What my art journey needed this year.
Every year I pick a word or two that encompasses something I want to bring more of to my life in the new year. I think it works better than a new years resolutions and gives you much more room to grow.
It may be about life in general or pertaining to my art life. Often times what we choose overlaps and brings new things to every aspect of our life.
That being said I wasn’t sure at first what my word or words were going to be. I knew I would know when the came to me and they did.
My words for this year are Letting go and Play!
How did my words come about?
Intuition or that inside gut feeling is something I have learned to follow even if I can’t put into words exactly why or where it will take me. I have followed it enough times in life to value the journey and what I will learn from it.
Following it in art is just as important to my growth as an artist and I found myself deep in the middle of making oil painting my medium to finally sit down and learn this year.
I have wanted to learn oils for a very long time and just never took the time to do that.
Not knowing much about oil painting I got my supplies, watched some videos and began playing.
What playing in this new medium has taught me?
It has been said that art should leave something for the viewer to see, let them decide what it has in it for them.
But, if you listen to the viewer it can also inform what you see in you in your own creative process.
Now, I haven’t, in my opinion, created anything of greatness in oil painting yet. But I share it anyway cause I believe sharing process good or bad has value for everyone.
Sharing those beginner pieces engaged others in responding to my art in the groups I belong to online. Some people were noticing all the playtime in art I was doing. Others loved what I did and I had to step back and consider that even though I did not love my results. And still, others had feedback and encouragement to offer.
Today so many things came together in my head and I knew my words for the year!
Letting go and play
It’s powerful to know you can define however loosely what you want to embrace in your creative journey in the coming year.
How a difficult and stressful thing in life lead me to understand the need to let go
For a long time, I was more interested in doing good art as many of us are. I guess somewhere inside that validated my artist inside. I put more value on that validation than I did knowing who I was as an artist inside.
Several years ago I had a life change and pretty much didn’t really do anything creative for a few years. That was my healing time from a very dysfunctional life with way too much stress. I had lost myself in that life and I knew it.
I had healed enough from life and found me and now it was time to do the same in my creative journey.
What I discovered when I came back to my creative self was that it was time to discover who I truly was in my art.

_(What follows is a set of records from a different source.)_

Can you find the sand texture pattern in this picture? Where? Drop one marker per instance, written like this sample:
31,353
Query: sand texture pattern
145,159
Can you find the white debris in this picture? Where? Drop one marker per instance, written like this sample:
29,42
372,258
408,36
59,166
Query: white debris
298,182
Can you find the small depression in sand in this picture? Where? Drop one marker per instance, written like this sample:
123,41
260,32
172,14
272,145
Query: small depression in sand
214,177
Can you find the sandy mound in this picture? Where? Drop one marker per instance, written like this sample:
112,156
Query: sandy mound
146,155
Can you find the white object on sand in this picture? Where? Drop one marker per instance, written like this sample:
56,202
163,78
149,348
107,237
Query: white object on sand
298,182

In order to start this journey, I had to make myself a promise. That was to not say no to things because they engaged my fear and doubt buttons. It can be so easy to give in to those things that trigger fears but what do we gain by doing that?

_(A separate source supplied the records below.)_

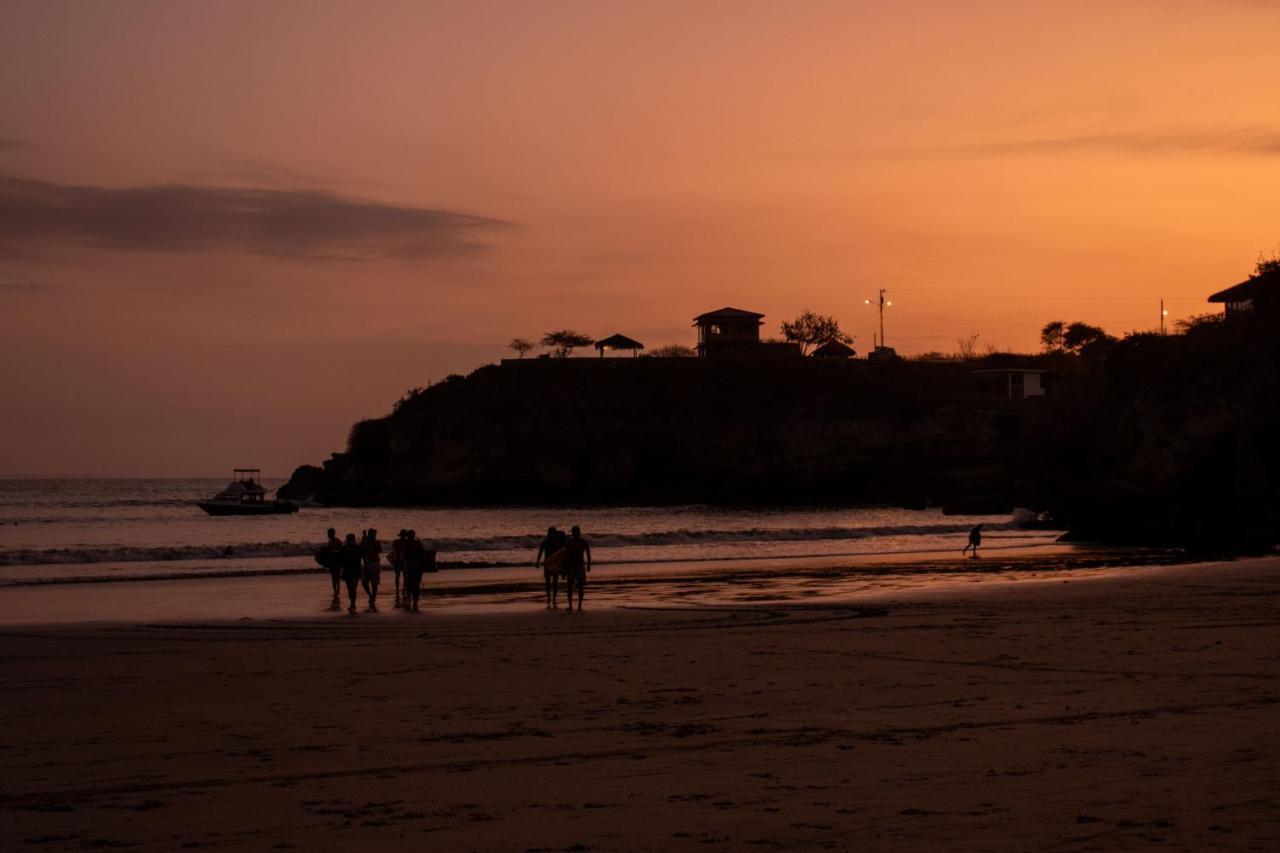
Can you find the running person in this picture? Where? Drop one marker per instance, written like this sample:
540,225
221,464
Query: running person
577,562
974,541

I did engage in doing things that challenged my fears intentionally. I painted something for someone in a new medium that I didn’t believe I had the skills to do at the time. Surprise I did it and it came out great.
I worked in a very large format for me, which I was terrified to do, and procrastinated quite a bit about but finally completed. The recipient of that painting absolutely loved it. It showed me to just take the chance.
Why letting go and playtime in art is so important!
These past few years I have embraced many new things in myself and my art. I began creating things I was really enjoying and proud of. But that was just the first part of letting go and trusting my creative intuition.
Here a few years later I am finding I need to also include the play part in a bigger way with no expectations.
Expectations is a big word, actually a huge word. Think about it all of the times you were let down, disappointed and unhappy with something it was probably because you attached expectations to the outcome and it didn’t turn out that way.
It was those expectations that let you down.
The same goes for art. We learn we do, we expect to see results. This very thing not only disappoints us but also robs us of discovery.